05/17/2021 -- FEMA Stretched to its Limits

THE NEW YORK TIMES
May 17th, 2021

WASHINGTON KC — The lasting wake of the Second American Civil War and subsequent natural disasters have left the Federal Emergency Management Agency with a skeleton crew to tackle the nation’s growing disasters, straining the agency’s ability to help victims of the Ohio River Fire.

Less than one-quarter of FEMA’s pre-war trained disaster workforce of 13,654 people is available to be deployed to regions affected by the fire or any other emergency, agency documents show.

“I’m worried,” said Cynthia A. Monske, who ran FEMA’s disaster operations during the Praeger administration. “That’s of concern, to make sure that there are enough people to respond.”

It’s a particular concern given that the high season for hurricanes and forest fires is only getting started.

In testimony last month before the House Committee on Homeland Security, Lawrence Cotter, FEMA’s acting administrator, estimated the agency remains short by more than 10,000 people. “It has been a struggle for FEMA to make sure that we have enough disaster responders in reserve,” Mr.
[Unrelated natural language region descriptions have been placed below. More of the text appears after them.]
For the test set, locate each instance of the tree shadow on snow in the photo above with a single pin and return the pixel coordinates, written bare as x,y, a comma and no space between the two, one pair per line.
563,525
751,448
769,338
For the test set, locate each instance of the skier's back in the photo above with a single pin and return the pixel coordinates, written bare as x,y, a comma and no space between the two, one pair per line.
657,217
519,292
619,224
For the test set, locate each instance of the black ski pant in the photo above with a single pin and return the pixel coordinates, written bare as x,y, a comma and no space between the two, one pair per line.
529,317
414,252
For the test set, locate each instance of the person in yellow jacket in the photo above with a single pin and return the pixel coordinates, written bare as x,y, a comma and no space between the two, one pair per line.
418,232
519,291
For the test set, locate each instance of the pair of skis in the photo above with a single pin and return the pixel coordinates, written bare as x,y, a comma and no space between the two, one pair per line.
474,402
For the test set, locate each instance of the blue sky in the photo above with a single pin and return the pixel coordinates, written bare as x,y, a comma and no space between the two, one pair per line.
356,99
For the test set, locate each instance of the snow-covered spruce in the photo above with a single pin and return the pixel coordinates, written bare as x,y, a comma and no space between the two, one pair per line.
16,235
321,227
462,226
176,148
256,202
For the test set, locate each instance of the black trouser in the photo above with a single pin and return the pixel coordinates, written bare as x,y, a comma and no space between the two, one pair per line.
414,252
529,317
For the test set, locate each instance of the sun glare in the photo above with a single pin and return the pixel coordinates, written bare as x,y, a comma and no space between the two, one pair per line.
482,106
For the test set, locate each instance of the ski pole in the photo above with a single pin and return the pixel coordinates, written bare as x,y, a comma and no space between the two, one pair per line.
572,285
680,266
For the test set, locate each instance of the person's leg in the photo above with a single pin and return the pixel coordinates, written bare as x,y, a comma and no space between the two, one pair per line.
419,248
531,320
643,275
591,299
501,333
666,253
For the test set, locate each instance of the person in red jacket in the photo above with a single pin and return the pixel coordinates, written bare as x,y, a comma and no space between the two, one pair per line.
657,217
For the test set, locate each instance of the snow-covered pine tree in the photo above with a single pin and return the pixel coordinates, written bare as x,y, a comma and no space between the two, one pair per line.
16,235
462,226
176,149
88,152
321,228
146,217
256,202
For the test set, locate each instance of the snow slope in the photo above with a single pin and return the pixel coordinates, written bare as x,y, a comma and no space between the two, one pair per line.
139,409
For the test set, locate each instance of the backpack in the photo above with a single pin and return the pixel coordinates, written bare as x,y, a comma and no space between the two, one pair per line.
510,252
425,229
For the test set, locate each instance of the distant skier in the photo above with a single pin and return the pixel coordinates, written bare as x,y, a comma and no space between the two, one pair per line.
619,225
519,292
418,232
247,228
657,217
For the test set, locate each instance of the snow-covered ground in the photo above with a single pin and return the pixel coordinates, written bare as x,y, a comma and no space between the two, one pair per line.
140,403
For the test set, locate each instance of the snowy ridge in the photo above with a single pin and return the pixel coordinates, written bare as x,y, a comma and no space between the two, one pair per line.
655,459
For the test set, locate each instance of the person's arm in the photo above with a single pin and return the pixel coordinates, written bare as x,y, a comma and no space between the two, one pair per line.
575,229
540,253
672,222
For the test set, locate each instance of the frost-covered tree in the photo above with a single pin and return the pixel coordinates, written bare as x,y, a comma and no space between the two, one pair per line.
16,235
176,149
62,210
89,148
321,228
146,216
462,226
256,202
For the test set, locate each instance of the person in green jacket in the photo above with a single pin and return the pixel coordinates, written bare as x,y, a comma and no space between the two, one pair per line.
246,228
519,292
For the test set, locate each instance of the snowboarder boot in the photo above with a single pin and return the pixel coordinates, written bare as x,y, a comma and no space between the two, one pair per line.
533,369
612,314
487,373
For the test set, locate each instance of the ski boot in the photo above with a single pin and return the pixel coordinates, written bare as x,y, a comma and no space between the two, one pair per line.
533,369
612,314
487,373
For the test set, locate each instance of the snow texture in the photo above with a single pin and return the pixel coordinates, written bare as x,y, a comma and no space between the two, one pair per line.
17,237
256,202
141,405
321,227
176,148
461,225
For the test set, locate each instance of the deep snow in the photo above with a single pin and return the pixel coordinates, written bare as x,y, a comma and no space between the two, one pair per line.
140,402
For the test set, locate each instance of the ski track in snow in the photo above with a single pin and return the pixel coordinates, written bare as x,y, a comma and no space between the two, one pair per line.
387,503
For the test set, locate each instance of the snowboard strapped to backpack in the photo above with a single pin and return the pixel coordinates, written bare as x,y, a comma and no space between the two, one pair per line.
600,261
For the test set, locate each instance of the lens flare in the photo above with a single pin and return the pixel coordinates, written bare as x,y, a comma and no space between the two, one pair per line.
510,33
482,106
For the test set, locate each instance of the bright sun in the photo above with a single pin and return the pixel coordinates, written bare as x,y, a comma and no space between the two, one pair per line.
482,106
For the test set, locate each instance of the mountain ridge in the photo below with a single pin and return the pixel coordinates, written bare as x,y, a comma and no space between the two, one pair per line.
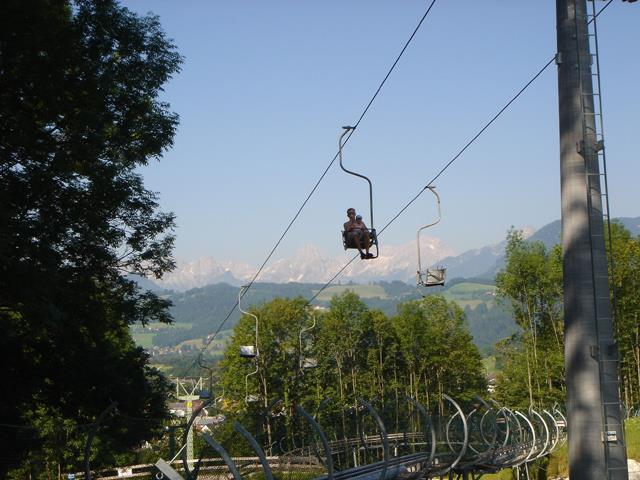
396,262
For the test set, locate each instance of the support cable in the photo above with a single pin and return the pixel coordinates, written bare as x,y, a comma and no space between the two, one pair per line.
317,184
411,201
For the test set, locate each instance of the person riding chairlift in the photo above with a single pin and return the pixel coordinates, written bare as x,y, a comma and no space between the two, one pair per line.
357,233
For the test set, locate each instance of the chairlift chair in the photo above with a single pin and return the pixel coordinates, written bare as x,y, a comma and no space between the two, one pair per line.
349,243
431,277
248,351
307,362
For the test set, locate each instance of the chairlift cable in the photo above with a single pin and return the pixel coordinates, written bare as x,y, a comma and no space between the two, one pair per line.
317,184
404,208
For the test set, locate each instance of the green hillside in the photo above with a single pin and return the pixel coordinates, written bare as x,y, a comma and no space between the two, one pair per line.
200,311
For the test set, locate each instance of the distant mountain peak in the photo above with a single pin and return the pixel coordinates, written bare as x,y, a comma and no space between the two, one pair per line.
310,264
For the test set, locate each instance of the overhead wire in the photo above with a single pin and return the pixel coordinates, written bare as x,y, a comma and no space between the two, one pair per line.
415,197
319,181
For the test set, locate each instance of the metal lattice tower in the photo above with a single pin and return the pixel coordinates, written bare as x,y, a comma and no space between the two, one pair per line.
186,389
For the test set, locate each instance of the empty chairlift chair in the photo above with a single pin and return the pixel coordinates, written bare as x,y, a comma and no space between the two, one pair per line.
249,351
430,277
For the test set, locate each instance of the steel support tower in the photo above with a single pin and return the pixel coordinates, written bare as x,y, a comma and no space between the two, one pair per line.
595,432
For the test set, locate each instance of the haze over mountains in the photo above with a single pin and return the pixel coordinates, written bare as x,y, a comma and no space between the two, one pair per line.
396,262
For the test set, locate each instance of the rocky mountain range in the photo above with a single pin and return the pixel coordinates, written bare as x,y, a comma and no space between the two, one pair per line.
396,262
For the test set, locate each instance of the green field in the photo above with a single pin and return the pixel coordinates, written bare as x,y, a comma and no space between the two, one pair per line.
363,291
143,336
489,364
471,294
558,465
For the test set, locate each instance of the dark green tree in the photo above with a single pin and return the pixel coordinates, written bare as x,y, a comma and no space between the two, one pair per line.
79,115
531,286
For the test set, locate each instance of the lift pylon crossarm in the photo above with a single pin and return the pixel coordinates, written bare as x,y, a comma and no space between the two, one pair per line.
248,351
373,237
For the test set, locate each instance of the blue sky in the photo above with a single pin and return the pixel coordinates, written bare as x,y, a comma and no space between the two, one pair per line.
266,86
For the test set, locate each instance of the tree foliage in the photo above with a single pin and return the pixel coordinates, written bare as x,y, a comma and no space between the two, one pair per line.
79,114
625,277
532,360
423,351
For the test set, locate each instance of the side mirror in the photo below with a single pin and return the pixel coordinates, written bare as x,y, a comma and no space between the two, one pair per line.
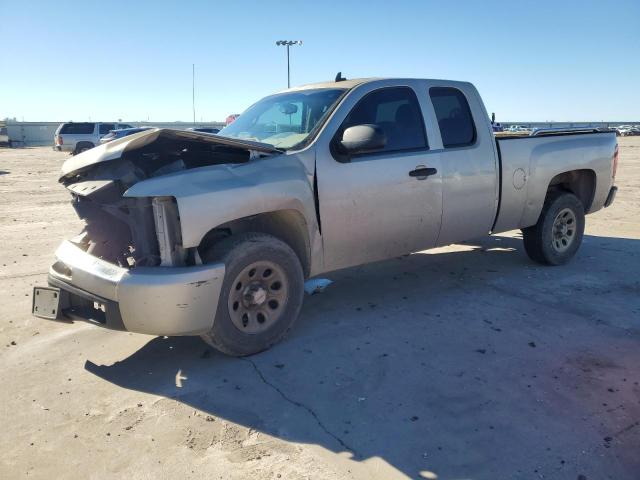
362,139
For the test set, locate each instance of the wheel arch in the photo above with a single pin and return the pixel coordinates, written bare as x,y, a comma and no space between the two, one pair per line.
582,183
288,225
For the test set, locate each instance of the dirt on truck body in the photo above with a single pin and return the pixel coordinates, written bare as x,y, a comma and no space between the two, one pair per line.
214,235
122,230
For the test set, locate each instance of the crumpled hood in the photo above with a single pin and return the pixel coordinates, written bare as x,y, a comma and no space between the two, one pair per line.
115,149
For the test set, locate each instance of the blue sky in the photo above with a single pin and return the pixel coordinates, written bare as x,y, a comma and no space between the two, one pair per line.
538,60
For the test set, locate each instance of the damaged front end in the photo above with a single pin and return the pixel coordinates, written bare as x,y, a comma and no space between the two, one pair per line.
128,269
133,232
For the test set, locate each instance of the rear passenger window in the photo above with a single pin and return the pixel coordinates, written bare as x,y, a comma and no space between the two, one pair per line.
454,117
397,112
77,128
105,127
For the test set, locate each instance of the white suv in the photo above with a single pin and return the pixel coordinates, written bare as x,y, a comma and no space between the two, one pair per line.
77,137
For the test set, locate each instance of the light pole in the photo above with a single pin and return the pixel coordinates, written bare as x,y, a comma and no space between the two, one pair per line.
288,43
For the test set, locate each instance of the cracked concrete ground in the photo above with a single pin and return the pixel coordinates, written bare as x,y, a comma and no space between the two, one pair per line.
464,362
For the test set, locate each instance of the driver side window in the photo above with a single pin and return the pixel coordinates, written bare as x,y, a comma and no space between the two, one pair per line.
396,112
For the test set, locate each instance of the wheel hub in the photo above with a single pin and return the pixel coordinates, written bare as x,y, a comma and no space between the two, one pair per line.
254,295
564,229
258,297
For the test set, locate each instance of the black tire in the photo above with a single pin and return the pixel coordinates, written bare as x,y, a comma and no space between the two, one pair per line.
238,253
83,147
545,241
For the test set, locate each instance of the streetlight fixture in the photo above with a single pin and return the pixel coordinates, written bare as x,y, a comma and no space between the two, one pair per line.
288,43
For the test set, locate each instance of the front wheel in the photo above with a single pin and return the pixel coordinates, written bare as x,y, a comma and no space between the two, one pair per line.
555,239
261,295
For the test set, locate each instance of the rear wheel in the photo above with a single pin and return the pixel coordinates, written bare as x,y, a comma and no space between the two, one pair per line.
261,294
555,239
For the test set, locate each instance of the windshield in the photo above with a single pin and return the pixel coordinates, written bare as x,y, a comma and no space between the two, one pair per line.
286,119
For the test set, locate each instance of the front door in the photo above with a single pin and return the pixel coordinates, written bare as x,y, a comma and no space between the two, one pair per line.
384,203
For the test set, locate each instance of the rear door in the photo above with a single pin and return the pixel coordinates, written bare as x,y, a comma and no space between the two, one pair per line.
469,161
371,205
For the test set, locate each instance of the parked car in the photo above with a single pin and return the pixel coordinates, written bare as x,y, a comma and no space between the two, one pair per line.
122,132
4,136
214,235
517,128
204,129
77,137
231,118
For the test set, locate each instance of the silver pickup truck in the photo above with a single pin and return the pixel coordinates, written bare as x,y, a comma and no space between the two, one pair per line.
214,235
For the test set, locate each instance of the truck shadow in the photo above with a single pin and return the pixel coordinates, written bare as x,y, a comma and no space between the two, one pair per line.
432,362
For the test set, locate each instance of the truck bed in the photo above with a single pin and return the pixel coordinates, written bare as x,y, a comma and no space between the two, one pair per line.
530,163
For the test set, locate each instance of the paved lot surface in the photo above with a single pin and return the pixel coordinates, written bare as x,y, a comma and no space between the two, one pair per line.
468,362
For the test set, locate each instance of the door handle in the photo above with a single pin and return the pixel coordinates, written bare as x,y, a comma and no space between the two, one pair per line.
421,172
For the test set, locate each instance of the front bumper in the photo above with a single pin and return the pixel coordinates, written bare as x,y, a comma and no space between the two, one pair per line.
151,300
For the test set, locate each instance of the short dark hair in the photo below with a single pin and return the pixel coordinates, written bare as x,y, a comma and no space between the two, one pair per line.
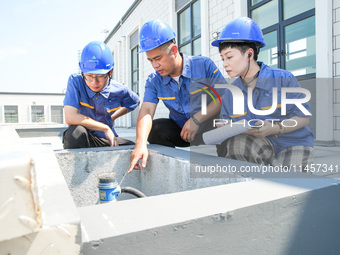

Cotter said.

FEMA’s strained staffing levels are all the more notable after federal watchdogs rebuked the agency for not having enough people to respond to the disasters of 2017. “FEMA’s available workforce was overwhelmed,” the nonpartisan Government Accountability Office concluded after that year’s storms.

The staff shortages that year forced the agency to move people into jobs they were ill-suited for, the office found, delaying the time it took to get assistance to survivors. At one point in 2017, more than half of FEMA staff were serving in roles that the agency itself had not designated them qualified to perform.

Amy Stevens, who leads the accountability office’s work on emergency management, said she is especially concerned for the unmitigated disasters sprawling across the “Dead Zone” of the western United States. “We have no one out of substance out there. Fires are burning through California and Oregon year after year and there is nothing we can do to help the communities caught in their paths or even accurately assess the damage.”

The increase in natural disasters has outpaced the agency’s efforts to bring on more people.

In a statement, FEMA spokeswoman Brittany Hoffman said the agency has increased its ranks of disaster responders by more than one-quarter since Hurricane Harvey in 2017. She added that FEMA can draw on staff from other federal agencies, as well as military personnel.

“Our goal is to always ensure staff are fully trained and prepared to deploy to the right place at the right time whenever a disaster may strike,” Ms. Hoffman said. “But we are still a disconnected nation. Our infrastructure, our telecommunications, our communities are cut off. We don’t know what we don’t know.”

The effects of a staffing shortage for even one storm could ripple across the country. If the agency doesn’t have enough people available to respond to a new disaster, it will typically take personnel away from recovery efforts elsewhere in the country, according to Ms. Monske, who is now a senior executive adviser at IEM, a private emergency-management firm.

FEMA’s staffing challenges are the result of several factors.

First among them is the accelerating frequency and scale of disasters: When Hurricane Harvey hit inhabited settlements in Texas in 2017, FEMA was managing 32 open major disaster declarations. Today that number is 77. And those disasters are larger than before, requiring more FEMA staff and for longer periods of time.

FEMA still has about 800 employees working on the recovery from Hurricane Maria, the agency said. Another 450 people are still working on the aftermath of Hurricane Harvey, and 1,150 on the Ohio River Fire. (The agency said those numbers include local hires, contractors, and personnel from other federal agencies.)

In addition to straining FEMA’s existing workforce, the growth in disasters has made it harder to find new people. State and local governments, as well as volunteer and charity groups, have all been forced to seek additional emergency management staff, Ms. Monske said, creating a labor shortage compounded by the aftermath of the Civil War’s astronomical casualties.

“Trying to find people to come do these jobs is difficult,” she said. “It takes a special kind of person.”

But the problem is also of the federal government’s own making, according to Secretary of the Interior Cedric Hesser. Secretary Hesser pointed out that the lack of accountability from the Praeger administration towards reconciliation and connection to the remote and disparate communities surviving in the Dead Zone has only exacerbated the issues FEMA is now facing. year further delayed the agency’s efforts to hire and train new staff.

“It’s insane,” he said. “Fires, they don’t care if we’re ready or not. And the Ohio River Fire has shown us in the most black and white terms: we aren’t.”